Sedimentary Environment Influences Ecosystem Response to Nutrient Enrichment

  • Emily J. DouglasEmail author
  • Conrad A. Pilditch
  • Andrew M. Lohrer
  • Candida Savage
  • Louis A. Schipper
  • Simon F. Thrush
Article

Abstract

As coastal catchment land use intensifies, estuaries receive increased nutrient and sediment loads, resulting in habitats that are dominated by muddy organic-rich sediments. Increased mud (i.e. silt-clay (particles < 63 μm)) content has been associated with negative effects on soft sediment biodiversity and ecosystem functioning, but the simultaneous impact of nutrient enrichment on ecosystem response is unclear. Nutrient recycling and denitrification in estuarine soft sediments represent important ecosystem functions regenerating nutrients for primary producers and regulating the ability to remove excess terrestrially derived nitrogen. To test the effect of sedimentary environment on ecosystem resilience to nutrient perturbation, we experimentally enriched sediments with slow release fertiliser across an intertidal sedimentary gradient (0–24% mud content). The enrichment successfully elevated pore water ammonium concentrations (median 36 × control) to levels representative of enriched estuaries. Findings show that the sedimentary environment can influence ecosystem function response to nutrient stress. In particular, denitrification enzyme activity was suppressed by nutrient enrichment, but the effect was greater as sediment mud content increased.

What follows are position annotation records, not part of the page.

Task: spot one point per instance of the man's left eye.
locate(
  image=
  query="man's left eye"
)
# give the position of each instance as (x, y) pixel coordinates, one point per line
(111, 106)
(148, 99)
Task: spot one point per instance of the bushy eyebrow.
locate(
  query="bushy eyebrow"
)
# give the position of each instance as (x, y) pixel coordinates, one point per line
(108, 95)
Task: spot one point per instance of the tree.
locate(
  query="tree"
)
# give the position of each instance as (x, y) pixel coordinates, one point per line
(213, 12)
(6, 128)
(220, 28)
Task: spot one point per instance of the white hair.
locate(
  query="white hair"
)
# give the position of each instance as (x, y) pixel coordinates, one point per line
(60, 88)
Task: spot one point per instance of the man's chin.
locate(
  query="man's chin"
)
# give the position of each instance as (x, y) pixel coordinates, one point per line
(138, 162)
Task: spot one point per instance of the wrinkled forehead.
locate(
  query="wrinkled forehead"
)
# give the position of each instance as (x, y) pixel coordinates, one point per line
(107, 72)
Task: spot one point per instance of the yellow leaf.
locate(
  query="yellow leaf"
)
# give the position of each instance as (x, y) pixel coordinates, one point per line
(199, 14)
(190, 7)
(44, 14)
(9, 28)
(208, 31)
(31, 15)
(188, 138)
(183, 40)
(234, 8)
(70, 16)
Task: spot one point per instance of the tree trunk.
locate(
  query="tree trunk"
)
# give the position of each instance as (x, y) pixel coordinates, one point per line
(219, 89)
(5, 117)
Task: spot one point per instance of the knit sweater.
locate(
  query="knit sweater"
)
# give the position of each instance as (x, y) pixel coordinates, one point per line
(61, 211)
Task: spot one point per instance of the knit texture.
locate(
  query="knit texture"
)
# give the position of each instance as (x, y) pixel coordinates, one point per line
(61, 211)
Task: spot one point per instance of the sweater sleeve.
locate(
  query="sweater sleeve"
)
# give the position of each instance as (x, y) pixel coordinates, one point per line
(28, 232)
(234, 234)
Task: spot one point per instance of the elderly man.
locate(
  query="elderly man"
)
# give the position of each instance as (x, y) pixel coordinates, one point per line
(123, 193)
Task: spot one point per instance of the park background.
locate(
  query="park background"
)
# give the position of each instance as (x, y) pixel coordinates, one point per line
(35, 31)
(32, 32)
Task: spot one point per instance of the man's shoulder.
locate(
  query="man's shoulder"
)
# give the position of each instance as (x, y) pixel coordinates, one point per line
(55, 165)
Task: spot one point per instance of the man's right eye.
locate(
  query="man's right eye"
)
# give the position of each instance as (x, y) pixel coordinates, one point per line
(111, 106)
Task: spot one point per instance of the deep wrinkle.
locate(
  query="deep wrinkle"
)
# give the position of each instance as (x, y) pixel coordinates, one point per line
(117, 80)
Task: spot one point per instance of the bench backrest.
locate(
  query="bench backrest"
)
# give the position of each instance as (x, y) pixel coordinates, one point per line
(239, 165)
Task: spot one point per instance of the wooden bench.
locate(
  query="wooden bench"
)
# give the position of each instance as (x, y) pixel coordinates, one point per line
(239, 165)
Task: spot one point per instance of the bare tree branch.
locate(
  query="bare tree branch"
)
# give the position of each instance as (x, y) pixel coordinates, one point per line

Furthermore, compared with sandy sediments, sediments with high mud content may restrict nutrient processing (release, uptake or transformation of organic nutrients by the benthos) facilitating ecosystem shifts toward eutrophication. These results show the value of investigating the impacts of stressors in different environmental settings and demonstrate that land use practices that increase the proportion of muddy habitats in estuaries may reduce denitrification which in turn may reduce ecosystem resilience to eutrophication.

Keywords

Estuary Denitrification enzyme activity Benthic fluxes Eutrophication Sedimentation Nitrogen 

Notes

Acknowledgements

We thank Dudley Bell, Rebecca Gladstone-Gallagher, Bradley Monahan, Ryan Hughes, Teri O’Meara, Catherine Kelly, Simon Jopling and Jane Cope for their help with field work. Thanks to Janine Ryburn, Sarah Hailes, Lisa McCartain and Ronald Ram for assistance with laboratory analyses. We also appreciate the constructive comments of four anonymous reviewers that improved the manuscript. This project was supported by CO1x1515 4.2.1 to SFT and CAP, and a University of Waikato Doctoral Scholarship to EJD.

Author’s Contributions

EJD and CAP designed the study with input from SFT, AML and CS. EJD and CAP performed field research. EJD performed laboratory analyses with input from LAS. EJD and CAP analysed data, EJD wrote the manuscript with assistance from CAP and input from AML, CS, LAS and SFT.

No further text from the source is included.